A good psychological horror game should have scares that linger long after you’ve put down your controller. Eerie sounds, lighting, and well-placed jump scares all contribute to creating this kind of a memorable experience, but for Moons of Madness we have also used several other methods to create a unique and terrifying atmosphere.
The Red Planet
First and foremost, we had to create the right backdrop. There is no hiding that H.P. Lovecraft has been a big influence for this project. His stories about supernatural cosmic horrors that inflict insanity and feelings of helplessness upon its victims serve as an inspiration and can be seen in the narrative, environment, and mechanics.

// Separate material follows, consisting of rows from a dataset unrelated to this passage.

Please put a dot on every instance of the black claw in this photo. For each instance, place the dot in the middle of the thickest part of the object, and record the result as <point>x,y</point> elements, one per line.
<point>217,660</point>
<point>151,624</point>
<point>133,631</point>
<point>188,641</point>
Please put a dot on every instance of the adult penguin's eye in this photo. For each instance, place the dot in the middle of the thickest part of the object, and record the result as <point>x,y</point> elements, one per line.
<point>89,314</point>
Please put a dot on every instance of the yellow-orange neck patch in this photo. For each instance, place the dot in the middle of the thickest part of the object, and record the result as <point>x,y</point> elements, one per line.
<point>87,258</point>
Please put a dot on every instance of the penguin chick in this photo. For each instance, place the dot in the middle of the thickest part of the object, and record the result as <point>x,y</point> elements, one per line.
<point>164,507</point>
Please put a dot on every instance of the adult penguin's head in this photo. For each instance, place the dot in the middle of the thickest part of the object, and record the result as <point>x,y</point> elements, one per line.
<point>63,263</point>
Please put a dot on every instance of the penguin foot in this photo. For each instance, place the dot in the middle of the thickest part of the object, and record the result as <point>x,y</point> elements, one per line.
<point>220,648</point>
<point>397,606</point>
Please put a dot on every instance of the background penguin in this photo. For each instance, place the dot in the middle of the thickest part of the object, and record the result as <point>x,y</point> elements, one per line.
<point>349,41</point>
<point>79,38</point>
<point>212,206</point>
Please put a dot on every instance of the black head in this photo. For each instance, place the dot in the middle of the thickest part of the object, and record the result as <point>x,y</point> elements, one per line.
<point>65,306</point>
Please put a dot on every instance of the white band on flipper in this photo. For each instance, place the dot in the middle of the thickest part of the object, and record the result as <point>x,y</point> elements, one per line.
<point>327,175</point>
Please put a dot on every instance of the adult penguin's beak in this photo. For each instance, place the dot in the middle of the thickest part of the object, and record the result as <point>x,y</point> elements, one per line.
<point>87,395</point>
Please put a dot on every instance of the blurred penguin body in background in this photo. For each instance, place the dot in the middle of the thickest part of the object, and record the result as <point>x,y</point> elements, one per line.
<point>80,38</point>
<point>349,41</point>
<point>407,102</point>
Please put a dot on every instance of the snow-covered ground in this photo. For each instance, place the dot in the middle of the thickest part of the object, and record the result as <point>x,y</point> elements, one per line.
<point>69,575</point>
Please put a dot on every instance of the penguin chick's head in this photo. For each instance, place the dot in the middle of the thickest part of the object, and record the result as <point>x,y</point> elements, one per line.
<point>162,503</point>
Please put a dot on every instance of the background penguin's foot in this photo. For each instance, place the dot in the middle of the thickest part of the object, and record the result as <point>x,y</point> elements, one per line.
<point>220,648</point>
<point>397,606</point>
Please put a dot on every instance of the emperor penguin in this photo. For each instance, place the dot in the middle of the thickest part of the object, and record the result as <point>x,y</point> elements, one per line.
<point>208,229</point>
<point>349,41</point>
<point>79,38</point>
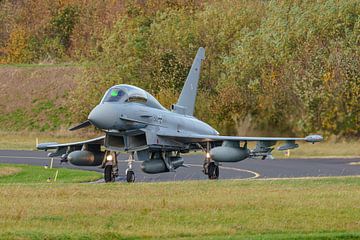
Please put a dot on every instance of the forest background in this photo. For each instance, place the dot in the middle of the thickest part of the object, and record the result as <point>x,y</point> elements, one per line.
<point>272,67</point>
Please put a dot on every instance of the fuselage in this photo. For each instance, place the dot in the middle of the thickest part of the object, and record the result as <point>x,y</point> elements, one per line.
<point>137,109</point>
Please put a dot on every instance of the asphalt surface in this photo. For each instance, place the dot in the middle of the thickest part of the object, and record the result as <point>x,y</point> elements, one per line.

However, as a contrast to Lovecraft’s famed archaic style and setting, we set the stage on Mars in the not too distant future. Assuming the role of Shane Newehart, a technician stationed on a research facility on the Red Planet, you awaken from an ominous dream to go about your daily tasks. When things start to go wrong and you come to the realization that your nightmare is about to come true, being stuck on Mars leaves you with little choice. You must face this terror head-on.

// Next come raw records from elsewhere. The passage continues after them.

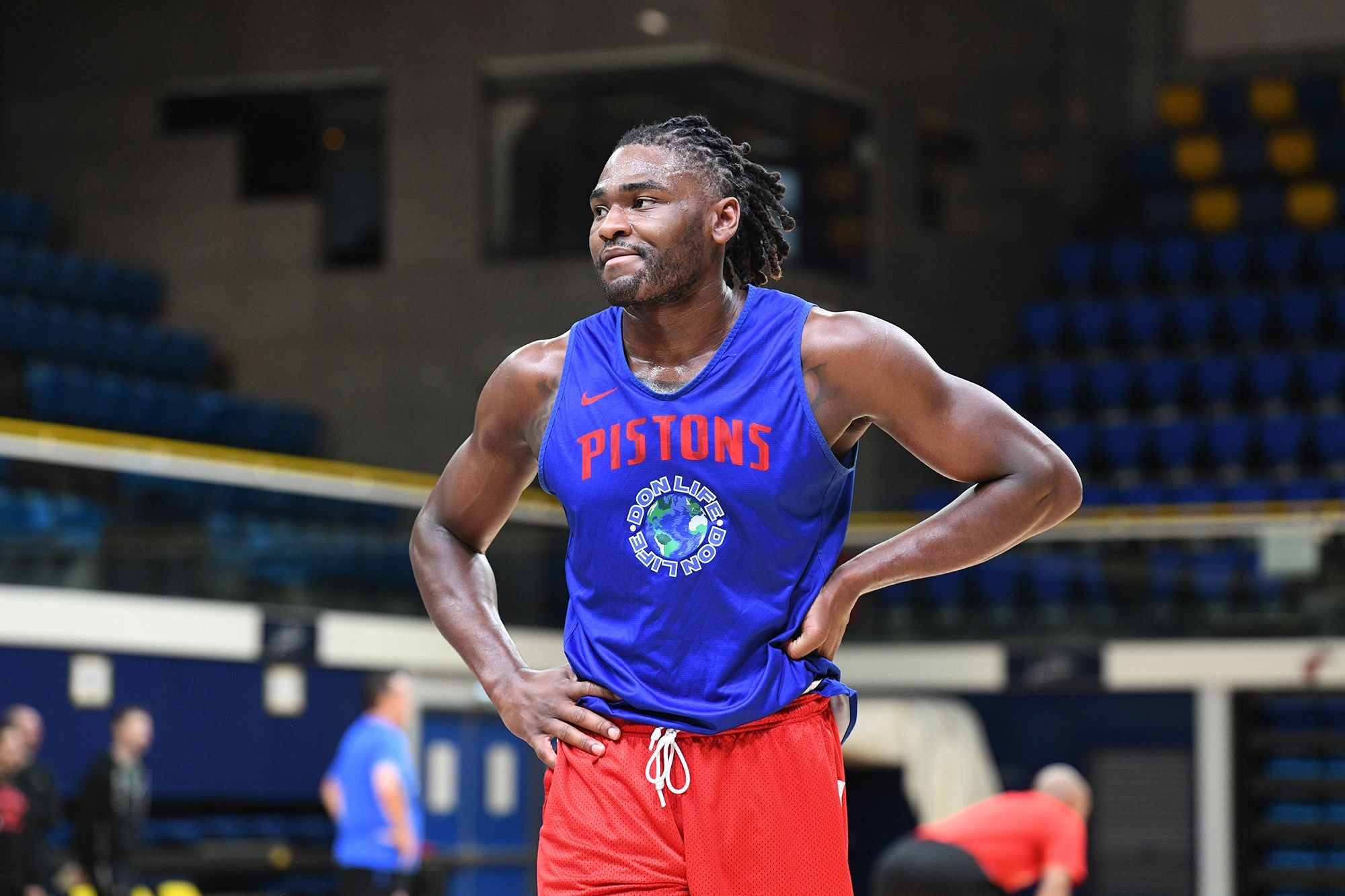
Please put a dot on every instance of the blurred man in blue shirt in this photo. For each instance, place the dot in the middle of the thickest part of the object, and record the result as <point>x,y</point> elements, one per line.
<point>373,794</point>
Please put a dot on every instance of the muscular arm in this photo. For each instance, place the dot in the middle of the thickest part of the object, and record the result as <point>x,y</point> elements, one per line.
<point>1055,881</point>
<point>466,510</point>
<point>864,372</point>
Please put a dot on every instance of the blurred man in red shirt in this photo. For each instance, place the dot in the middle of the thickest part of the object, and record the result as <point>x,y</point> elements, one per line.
<point>1000,845</point>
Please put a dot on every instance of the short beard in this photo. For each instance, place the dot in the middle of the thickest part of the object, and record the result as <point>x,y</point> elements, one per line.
<point>662,280</point>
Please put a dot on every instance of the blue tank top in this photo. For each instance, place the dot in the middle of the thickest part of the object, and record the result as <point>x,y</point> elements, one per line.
<point>703,522</point>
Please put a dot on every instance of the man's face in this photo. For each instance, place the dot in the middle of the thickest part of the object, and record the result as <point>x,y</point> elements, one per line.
<point>400,700</point>
<point>135,732</point>
<point>14,754</point>
<point>650,237</point>
<point>30,723</point>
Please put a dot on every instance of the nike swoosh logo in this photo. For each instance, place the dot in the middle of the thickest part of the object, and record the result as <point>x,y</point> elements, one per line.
<point>586,400</point>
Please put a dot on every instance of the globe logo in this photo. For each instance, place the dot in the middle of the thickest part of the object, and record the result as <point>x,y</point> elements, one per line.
<point>676,525</point>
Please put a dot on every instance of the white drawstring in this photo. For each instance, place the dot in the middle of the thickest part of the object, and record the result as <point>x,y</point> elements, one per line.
<point>658,771</point>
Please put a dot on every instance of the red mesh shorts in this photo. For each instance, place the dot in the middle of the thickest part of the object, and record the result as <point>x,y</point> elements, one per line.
<point>763,813</point>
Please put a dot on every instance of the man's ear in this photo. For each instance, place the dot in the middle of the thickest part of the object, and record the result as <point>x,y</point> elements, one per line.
<point>724,220</point>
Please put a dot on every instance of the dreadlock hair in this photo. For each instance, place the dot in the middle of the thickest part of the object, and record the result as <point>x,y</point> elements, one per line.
<point>758,249</point>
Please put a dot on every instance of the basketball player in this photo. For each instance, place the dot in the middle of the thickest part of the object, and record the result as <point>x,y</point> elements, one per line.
<point>999,845</point>
<point>701,436</point>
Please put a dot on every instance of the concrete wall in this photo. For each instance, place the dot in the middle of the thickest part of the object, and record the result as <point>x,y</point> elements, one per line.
<point>395,357</point>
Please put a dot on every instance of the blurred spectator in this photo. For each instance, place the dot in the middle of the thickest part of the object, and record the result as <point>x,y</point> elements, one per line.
<point>1000,845</point>
<point>37,783</point>
<point>372,792</point>
<point>114,802</point>
<point>20,872</point>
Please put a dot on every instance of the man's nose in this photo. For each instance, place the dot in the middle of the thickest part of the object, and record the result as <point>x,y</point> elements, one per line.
<point>615,224</point>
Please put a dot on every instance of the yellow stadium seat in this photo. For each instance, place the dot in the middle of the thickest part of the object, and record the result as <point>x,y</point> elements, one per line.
<point>178,888</point>
<point>1198,157</point>
<point>1214,209</point>
<point>1311,204</point>
<point>1182,106</point>
<point>1272,100</point>
<point>1292,151</point>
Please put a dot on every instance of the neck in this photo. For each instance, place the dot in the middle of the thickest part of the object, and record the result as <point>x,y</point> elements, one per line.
<point>679,333</point>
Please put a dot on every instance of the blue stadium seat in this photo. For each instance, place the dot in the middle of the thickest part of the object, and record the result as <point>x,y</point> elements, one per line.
<point>1145,493</point>
<point>1324,374</point>
<point>1217,378</point>
<point>1330,252</point>
<point>1091,322</point>
<point>1144,321</point>
<point>1330,438</point>
<point>1012,382</point>
<point>1043,325</point>
<point>1281,438</point>
<point>1109,382</point>
<point>1336,310</point>
<point>1051,579</point>
<point>1178,257</point>
<point>1293,814</point>
<point>1250,491</point>
<point>1077,264</point>
<point>1165,568</point>
<point>948,592</point>
<point>1195,493</point>
<point>1214,575</point>
<point>1246,315</point>
<point>999,581</point>
<point>1272,374</point>
<point>1176,443</point>
<point>1229,256</point>
<point>1122,446</point>
<point>1195,317</point>
<point>1308,490</point>
<point>1077,440</point>
<point>1163,381</point>
<point>1245,155</point>
<point>1264,206</point>
<point>1282,253</point>
<point>1152,162</point>
<point>1229,440</point>
<point>1058,385</point>
<point>1128,261</point>
<point>1299,314</point>
<point>1319,97</point>
<point>1165,212</point>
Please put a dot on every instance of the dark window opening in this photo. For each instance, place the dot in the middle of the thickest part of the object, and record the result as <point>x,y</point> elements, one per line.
<point>322,143</point>
<point>551,135</point>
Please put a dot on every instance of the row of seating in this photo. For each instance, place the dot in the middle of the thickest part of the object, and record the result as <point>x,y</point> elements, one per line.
<point>1196,319</point>
<point>284,553</point>
<point>1196,491</point>
<point>1225,442</point>
<point>146,405</point>
<point>1178,260</point>
<point>24,216</point>
<point>1286,153</point>
<point>57,275</point>
<point>1304,814</point>
<point>1214,577</point>
<point>1309,205</point>
<point>1213,381</point>
<point>196,498</point>
<point>190,830</point>
<point>1304,713</point>
<point>56,331</point>
<point>34,518</point>
<point>1260,100</point>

For scientific realism, we looked at NASA-reports, as well as the Andy Weir novel “The Martian.” Many of the tools and equipment seen in-game are based on what astronauts would use, and this level of realism is important to increase believability and immersion.
Wait… What Was That Sound?
We’ve gone about using a combination of both psychological and visceral horror. Hallucinations, atmospheric settings, haunting sounds and unexplained mysteries set up a terrifying premise that keeps the player on edge. Moments of mutated monsters, black ichor and decay, writhing tentacles and fleshy aesthetics act as the payoff.

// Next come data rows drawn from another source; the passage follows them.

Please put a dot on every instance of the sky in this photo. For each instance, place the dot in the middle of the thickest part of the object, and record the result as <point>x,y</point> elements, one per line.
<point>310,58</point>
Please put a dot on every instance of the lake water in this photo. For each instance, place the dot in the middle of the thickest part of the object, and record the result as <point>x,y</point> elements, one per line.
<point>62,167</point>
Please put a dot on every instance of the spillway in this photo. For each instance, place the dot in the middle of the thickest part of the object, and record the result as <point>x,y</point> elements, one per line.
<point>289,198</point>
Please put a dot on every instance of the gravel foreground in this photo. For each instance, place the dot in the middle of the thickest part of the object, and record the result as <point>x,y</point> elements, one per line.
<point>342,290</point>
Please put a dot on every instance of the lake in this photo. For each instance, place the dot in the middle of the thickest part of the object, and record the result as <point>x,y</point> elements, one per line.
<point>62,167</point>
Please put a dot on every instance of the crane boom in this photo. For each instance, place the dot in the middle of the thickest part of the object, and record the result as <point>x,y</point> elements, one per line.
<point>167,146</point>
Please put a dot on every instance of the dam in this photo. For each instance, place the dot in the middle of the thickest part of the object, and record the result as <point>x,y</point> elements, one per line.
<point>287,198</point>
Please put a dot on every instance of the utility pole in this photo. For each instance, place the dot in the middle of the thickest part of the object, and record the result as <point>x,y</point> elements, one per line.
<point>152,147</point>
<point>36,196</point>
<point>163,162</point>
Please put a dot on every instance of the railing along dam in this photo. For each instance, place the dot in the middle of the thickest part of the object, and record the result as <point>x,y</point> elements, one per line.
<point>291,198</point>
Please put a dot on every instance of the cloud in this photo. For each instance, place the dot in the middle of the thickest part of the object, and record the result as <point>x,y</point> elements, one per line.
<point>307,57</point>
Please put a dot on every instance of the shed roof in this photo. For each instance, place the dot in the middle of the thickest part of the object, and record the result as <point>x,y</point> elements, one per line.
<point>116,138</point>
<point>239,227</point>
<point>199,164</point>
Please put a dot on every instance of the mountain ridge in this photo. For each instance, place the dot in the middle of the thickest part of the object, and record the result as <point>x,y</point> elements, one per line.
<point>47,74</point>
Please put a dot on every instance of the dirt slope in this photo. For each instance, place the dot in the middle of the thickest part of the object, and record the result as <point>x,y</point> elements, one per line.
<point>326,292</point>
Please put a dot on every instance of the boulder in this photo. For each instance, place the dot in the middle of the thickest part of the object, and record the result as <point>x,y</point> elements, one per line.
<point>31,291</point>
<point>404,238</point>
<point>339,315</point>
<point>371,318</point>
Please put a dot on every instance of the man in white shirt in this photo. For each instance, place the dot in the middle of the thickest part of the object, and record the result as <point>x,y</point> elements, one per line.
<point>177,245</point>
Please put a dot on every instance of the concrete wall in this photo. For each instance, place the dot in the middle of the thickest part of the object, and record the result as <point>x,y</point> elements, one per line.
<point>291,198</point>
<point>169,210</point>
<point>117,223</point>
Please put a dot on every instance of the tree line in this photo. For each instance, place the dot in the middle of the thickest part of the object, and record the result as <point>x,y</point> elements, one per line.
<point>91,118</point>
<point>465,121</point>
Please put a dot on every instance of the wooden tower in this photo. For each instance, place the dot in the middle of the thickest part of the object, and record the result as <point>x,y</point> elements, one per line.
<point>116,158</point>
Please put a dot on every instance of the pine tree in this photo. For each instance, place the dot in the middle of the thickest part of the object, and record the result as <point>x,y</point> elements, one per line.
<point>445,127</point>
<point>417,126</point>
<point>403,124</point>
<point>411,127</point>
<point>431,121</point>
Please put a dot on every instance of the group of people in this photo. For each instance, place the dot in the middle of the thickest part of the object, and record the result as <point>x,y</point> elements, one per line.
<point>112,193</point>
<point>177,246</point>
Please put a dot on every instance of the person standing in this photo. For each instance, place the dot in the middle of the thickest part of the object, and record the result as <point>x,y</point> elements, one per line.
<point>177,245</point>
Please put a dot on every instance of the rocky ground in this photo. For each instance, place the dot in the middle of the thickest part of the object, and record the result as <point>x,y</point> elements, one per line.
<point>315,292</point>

Walking through a seemingly empty hallway, minutes after having experienced something terrifying will automatically heighten your senses. But since you cannot see anything out of the ordinary, your ears will try to pick up on the faintest of sounds. A drop of water hitting the ground, inexplicable creaking, something resembling footsteps… We have gone to great length to ensure that the music, sound effects and lighting compliments the narrative and delivers exactly the kind of atmosphere we wish to convey.
Playing with Your Mind
Moons of Madness puts a unique spin on the madness theme with the zone-out mechanic. A zone-out is a hallucination comprised of events from Shane’s past, things that will happen in the future, and information about things that should be impossible for him to know. These events bend the player’s perception by making them question what is real and what is not.
Through this mechanic, players can explore the Shane’s subconscious and discover background details of the game world and its characters. These events serve as foreshadowing and to also display the condition of Shane’s faltering mental state.
Lastly, scares wouldn’t be as effective without providing the player with a level of comfort and empowerment. To this end, scary moments are broken up with puzzles, exploration and discoveries. These give players a reprieve from the tension as well as provide new game mechanics, upgrades to previous mechanics, and revelations in the story.